But really, he did not think he had any future in healthcare consulting. So I became a largely useless advisor to him. And then my brother forwarded me a trailer to Lipstick Jungle and there was Rob: naked, with Kim Raver. And he looked so good. Who knew? And more importantly, who knew I could give such poor career advice?
I think the reason that I gave such poor advice is that I had such strong preconceived notions about the acting career. But I actually don’t know anything about making it big as an actor. I only know that when I played professional beach volleyball in LA we were constantly surrounded by casting agents and entertainment industry types. And I learned that the competition to get anywhere in acting is so tough that you should buy lottery tickets instead.
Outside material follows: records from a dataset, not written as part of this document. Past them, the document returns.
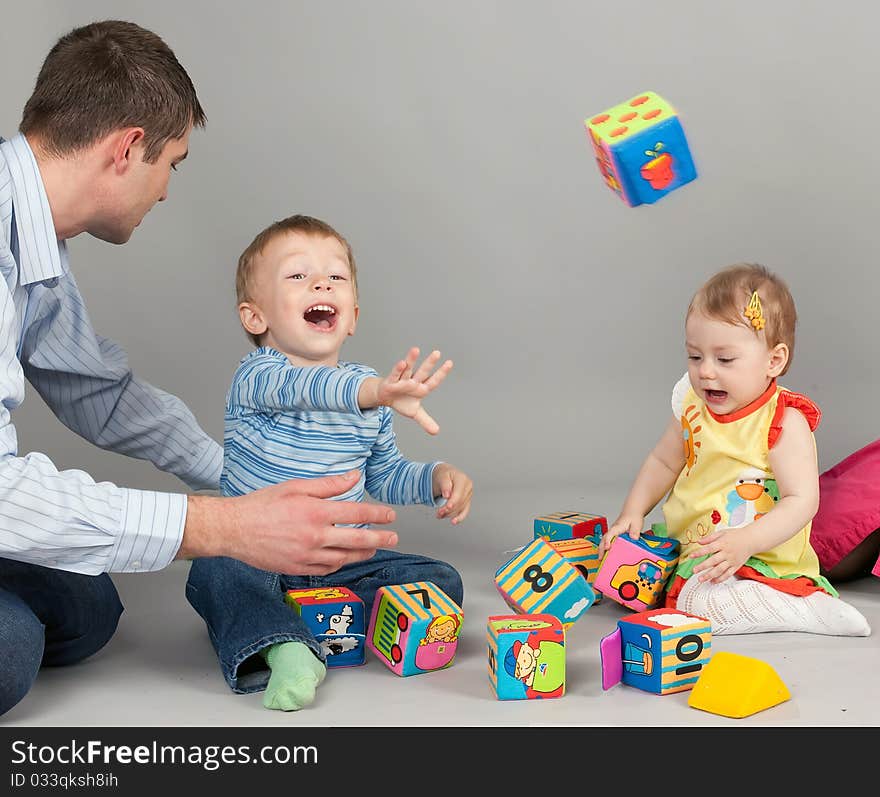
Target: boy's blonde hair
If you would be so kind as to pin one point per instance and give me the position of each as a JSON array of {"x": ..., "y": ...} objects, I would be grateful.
[
  {"x": 726, "y": 295},
  {"x": 308, "y": 225}
]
It’s ironic, though, because I’m a writer, where the odds are not much better. And both actors and writers generally ply their trade because they love it, not because they think the odds are great. If someone asks me if they should become a writer, I repeat the advice I received in graduate school: "No. Try anything else first. Writing is too hard."
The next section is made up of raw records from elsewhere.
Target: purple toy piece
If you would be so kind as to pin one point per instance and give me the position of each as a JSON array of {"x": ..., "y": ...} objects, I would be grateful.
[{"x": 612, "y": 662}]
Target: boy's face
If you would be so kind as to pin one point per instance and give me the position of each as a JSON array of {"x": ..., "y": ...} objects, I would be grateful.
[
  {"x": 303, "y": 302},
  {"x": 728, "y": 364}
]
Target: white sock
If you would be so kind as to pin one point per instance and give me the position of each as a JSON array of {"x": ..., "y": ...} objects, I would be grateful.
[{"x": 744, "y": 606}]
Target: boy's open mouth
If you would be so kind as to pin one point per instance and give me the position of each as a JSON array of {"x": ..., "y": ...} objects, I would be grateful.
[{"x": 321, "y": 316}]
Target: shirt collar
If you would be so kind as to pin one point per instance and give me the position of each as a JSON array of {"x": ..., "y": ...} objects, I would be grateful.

And I was thinking the same thing with acting: No. Big no. But I needed to adjust my advice. I needed to be able to see when I was looking at someone who could not feel fulfilled if they did not do this type of work.
So every week I watched Lipstick Jungle (I loved it, by the way – for the writing, of course) and I thought about how I could have given such misguided career advice. And I figured out that the hallmark of a bad advisor is to not understand where she is coming from, what preconceived notions she brings to the table.
I didn’t think much more about this until I was in Menlo Park a few months ago for the business-success roundtable organized by Ben Casnocha and Chris Yeh. They posed questions to the group of entrepreneurial types: What makes good advice? What makes bad advice?
The answers were interesting, and each shed more light on why I gave Rob such bad advice. Here are some ideas that came from the group:
A good advisor asks good questions. Mostly in order to understand the goals of the advisee. No advice is given in a vacuum. Understand that an advisor can probably give you great tips on how to get to your goals, but really, the hardest part of making any decision in life is understanding your goals in the first place.
So your advisor needs to be very attuned to your goals and where you are in your life. This is why the best advisors ask questions rather than make proclamations. Often a good advisor is more sounding board and less Magic 8-ball.
A good advisor is a good listener. Advice is so much about understanding the particular situation that if she is not listening most of the time, then you are probably receiving advice based on incorrect assumptions that actually apply to a different circumstance. But it’s hard to listen when you are a subject-matter expert.
In general, all situations sound the same when you give advice to the same types of people all the time. The trick for the advisor is to stop focusing on the similarities, which make her job easier, but to focus instead on the differences, which is more challenging – but makes for better advice.
Good advice is not fly-by-night. Advisors are best when they really know you, and they really know the arena where the issues live. So cultivate a relationship with someone who is a subject-matter expert, and then he can give you ongoing advice that is relevant to your particular circumstances based on both what you are telling him, and on the relationship that provides a context for your questions.
Wondering how you are going to attract this kind of advisor? Be one yourself. Giving good advice is the same as giving a good kiss. You attract what you deserve. Not in a Secret sort of way, but in a way where if you are practicing good behavior then you will attract good behavior.
And, while I hesitate to give advice at the end of the piece about how good advice does not happen in a vacuum: You usually get in life what you expect to get. So expect good advice. And good kisses. And they will come.